So we feel that it is much more predictable. We don't see another lag.
So all in all, we're pretty encouraged with the pipeline there.
Paul Steep - Scotia Capital Inc.
And in the U.S., how has that trended? Like last quarter was good, but it was a little shaky during a part of the last year.
John Shackleton
We've been seeing, in fact, the Americas in general, both North America and Latin America, picking up, Canada doing well. And we've seen that been building steadily for the last two or three quarters, and it looks to be continuing to build nicely.
Operator
Your next question comes from Richard Tse from Cormark Securities.
Richard Tse - Cormark Securities Inc.
John, could you give us a little bit of rationale behind this Metastorm acquisition? Maybe give us a sense on how does this transaction came about?
And how you plan on targeting it into your current base?
John Shackleton
Right. A couple of things I would say, Richard, is as we mentioned earlier, there is a lot more interest of linking structured data from SAP Oracle ERP systems to their unstructured data.
And we see the workflow, obviously, is being the glue to be able to do that efficiently. And while we've had workflow for quite a while, I believe we haven't had enough critical mass to really grow this area.
It is, obviously, a growth piece of the ECM Suite. And the second piece of it is with mobile computing, we really, again, see the workflow piece of it being the glue that will allow people using their iPads or smartpads, smartphones to be able to access corporate data on the road, anything they could see at their desktops.
So we see it as strategically important going forward in the mobile area.
Richard Tse - Cormark Securities Inc.
Over the course of the year, would you look at, I guess, integrating into the ECM Suite? Or can you just give us a sense on how that would work?
John Shackleton
We'll actually give you more detail as we -- once the deal is completed at the next call. But yes, we'd see it integrating pretty fast.
Richard Tse - Cormark Securities Inc.
And just a quick question for Paul, on your other expenses, there was $6 million there. It seems to be a pretty sizable number relative to past quarters.
What was that coming from?
Paul McFeeters
Yes. Still foreign exchange book loss, not cash loss and foreign exchange of subsidiary balances.
Operator
Your next question comes from Kris Thompson from National Bank Financial.
Kris Thompson - National Bank Financial, Inc.
Just back to the Metastorm here, do we need to think a little bit more about the segmentation of the revenue between the three buckets that you've outlined there, the BPM, BPA and the Enterprise Architecture? Is it mostly BPM?
And just the reason I'm asking is -- I mean, just the quick look we've had so far, it looks like SAP and Oracle are important players in that space.
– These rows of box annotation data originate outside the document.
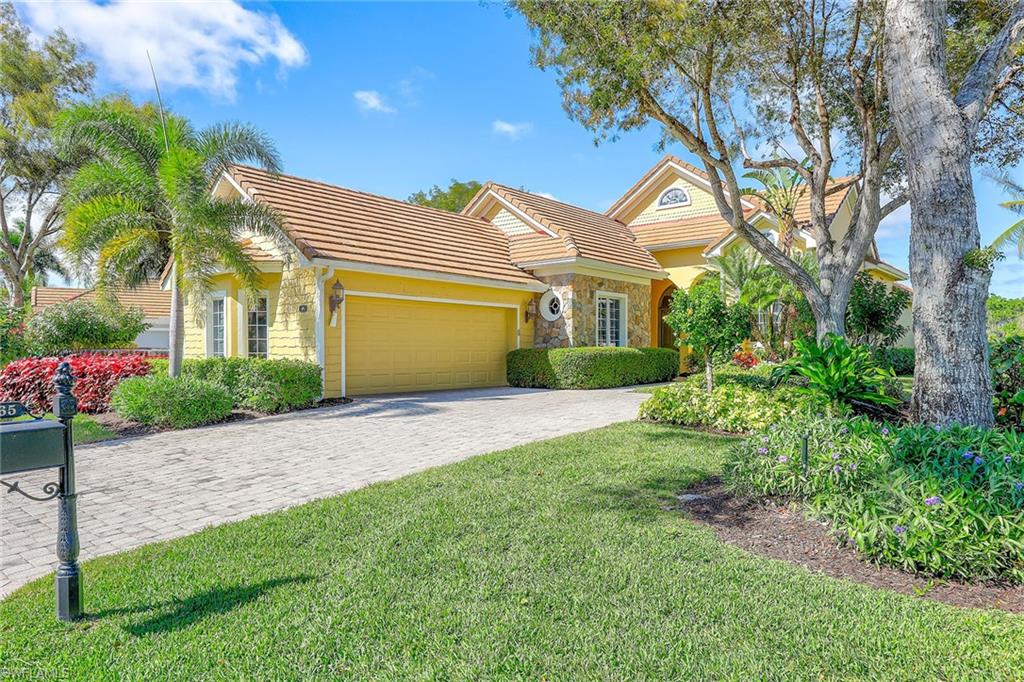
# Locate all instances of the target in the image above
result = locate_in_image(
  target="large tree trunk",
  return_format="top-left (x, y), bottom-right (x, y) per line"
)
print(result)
top-left (167, 266), bottom-right (185, 377)
top-left (885, 0), bottom-right (992, 426)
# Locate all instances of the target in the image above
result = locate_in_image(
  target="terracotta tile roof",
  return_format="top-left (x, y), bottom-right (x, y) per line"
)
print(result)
top-left (230, 166), bottom-right (537, 284)
top-left (632, 213), bottom-right (745, 249)
top-left (484, 182), bottom-right (662, 272)
top-left (32, 282), bottom-right (171, 317)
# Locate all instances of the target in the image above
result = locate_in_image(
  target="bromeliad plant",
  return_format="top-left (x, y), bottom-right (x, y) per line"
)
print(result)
top-left (772, 334), bottom-right (900, 414)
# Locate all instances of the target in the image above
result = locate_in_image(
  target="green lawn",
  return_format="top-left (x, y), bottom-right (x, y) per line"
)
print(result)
top-left (0, 423), bottom-right (1024, 681)
top-left (9, 413), bottom-right (117, 444)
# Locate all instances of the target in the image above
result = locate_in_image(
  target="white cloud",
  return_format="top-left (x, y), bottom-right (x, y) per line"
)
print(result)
top-left (352, 90), bottom-right (395, 114)
top-left (22, 0), bottom-right (307, 99)
top-left (490, 119), bottom-right (534, 139)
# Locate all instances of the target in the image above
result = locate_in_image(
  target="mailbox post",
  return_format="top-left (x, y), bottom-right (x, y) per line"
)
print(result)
top-left (0, 363), bottom-right (82, 621)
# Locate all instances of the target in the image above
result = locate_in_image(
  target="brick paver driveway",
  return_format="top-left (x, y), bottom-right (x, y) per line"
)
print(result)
top-left (0, 388), bottom-right (646, 595)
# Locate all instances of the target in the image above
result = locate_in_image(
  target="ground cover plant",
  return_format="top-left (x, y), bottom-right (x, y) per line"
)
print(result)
top-left (640, 368), bottom-right (827, 433)
top-left (0, 423), bottom-right (1024, 681)
top-left (0, 353), bottom-right (151, 413)
top-left (725, 418), bottom-right (1024, 584)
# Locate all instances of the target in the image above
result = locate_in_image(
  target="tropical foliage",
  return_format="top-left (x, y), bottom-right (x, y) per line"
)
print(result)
top-left (0, 2), bottom-right (94, 306)
top-left (57, 99), bottom-right (289, 375)
top-left (26, 299), bottom-right (148, 355)
top-left (665, 274), bottom-right (751, 391)
top-left (725, 418), bottom-right (1024, 583)
top-left (846, 272), bottom-right (910, 348)
top-left (772, 335), bottom-right (900, 413)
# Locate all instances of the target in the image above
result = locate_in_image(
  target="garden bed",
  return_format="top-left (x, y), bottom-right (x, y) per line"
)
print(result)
top-left (671, 477), bottom-right (1024, 613)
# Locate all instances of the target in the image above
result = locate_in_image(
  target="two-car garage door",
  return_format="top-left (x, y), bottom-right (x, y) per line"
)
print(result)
top-left (345, 296), bottom-right (515, 395)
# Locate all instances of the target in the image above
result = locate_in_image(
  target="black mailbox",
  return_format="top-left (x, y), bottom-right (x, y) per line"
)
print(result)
top-left (0, 363), bottom-right (82, 621)
top-left (0, 419), bottom-right (65, 475)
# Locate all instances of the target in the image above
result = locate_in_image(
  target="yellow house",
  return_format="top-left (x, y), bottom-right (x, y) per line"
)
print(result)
top-left (185, 157), bottom-right (906, 397)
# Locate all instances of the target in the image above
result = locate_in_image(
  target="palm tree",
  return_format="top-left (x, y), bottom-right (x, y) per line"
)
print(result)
top-left (56, 99), bottom-right (288, 377)
top-left (990, 174), bottom-right (1024, 259)
top-left (741, 159), bottom-right (807, 255)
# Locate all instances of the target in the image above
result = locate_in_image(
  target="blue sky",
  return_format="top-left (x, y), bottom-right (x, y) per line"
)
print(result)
top-left (19, 1), bottom-right (1024, 296)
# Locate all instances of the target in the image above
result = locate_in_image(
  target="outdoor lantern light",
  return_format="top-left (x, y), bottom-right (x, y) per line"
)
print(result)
top-left (526, 298), bottom-right (537, 322)
top-left (328, 280), bottom-right (345, 327)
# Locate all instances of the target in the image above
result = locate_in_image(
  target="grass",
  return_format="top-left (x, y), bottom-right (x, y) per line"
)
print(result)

I'm just wondering if there's going to be some channel conflict there with your new partner, Oracle and, obviously, you're existing one, SAP.
And maybe I don't think that Microsoft is a big player here. Is that really the reason why you wanted to acquire this company?
It looks like there's a lot of integration going on with SharePoint with these guys.
John Shackleton
Right. So Kris, to answer the first question, we wouldn't see breaking it out.
Really, when you're looking at Business Process Management, the Analytics and the Architecture are a piece of that. So when people buy it, they typically buy the whole package.
Secondly, the Metastorm product is basically .Net so obviously, Microsoft-centric and so we would see helping with the SharePoint and building the Microsoft relationship. We do have, have had for quite a while, the Java product, which we use with Oracle and with SAP.
We don't see that much channel conflict in these areas. Typically, the workflows interface to the SAP and Oracle workflows anyway.
So it's not -- it's really coexisting, not replacing.
Kris Thompson - National Bank Financial, Inc.
So I guess -- what about your existing install base, is there a lot of overlap with these guys? I mean, can you just maybe just give us an idea of -- maybe Richard was trying to go here.
How do you guys learned about this opportunity? Did one of your key partners come to you and say, "Hey, just have a look at this.
It makes a lot of sense?" Can you provide any more color there?
John Shackleton
It was -- so the interest was particularly around the Microsoft relationship and building on that relationship, so that was a key area. But if you look at workflow, business process workflow in general, the sales people, the consultants, it really doesn't matter which tool you're using.
It's all the same. So we think with the critical mass of a Metastorm, we can do a lot more work in this area, whether be in Java or .Net.
Kris Thompson - National Bank Financial, Inc.
And can you give us an idea of the number of employees they have? Is it 300, 350?
Or is that too high?
Paul McFeeters
Yes, about 350 employees.
Kris Thompson - National Bank Financial, Inc.
And John, while we have you here, just can you give a little bit more color on your Oracle road map, just an update?
John Shackleton
Yes. As I mentioned, the Oracle piece is going well.
With the AP solutions as well as the archiving, we're building that, and the relationship is pretty much on track. And I'm very pleased with that relationship.
Kris Thompson - National Bank Financial, Inc.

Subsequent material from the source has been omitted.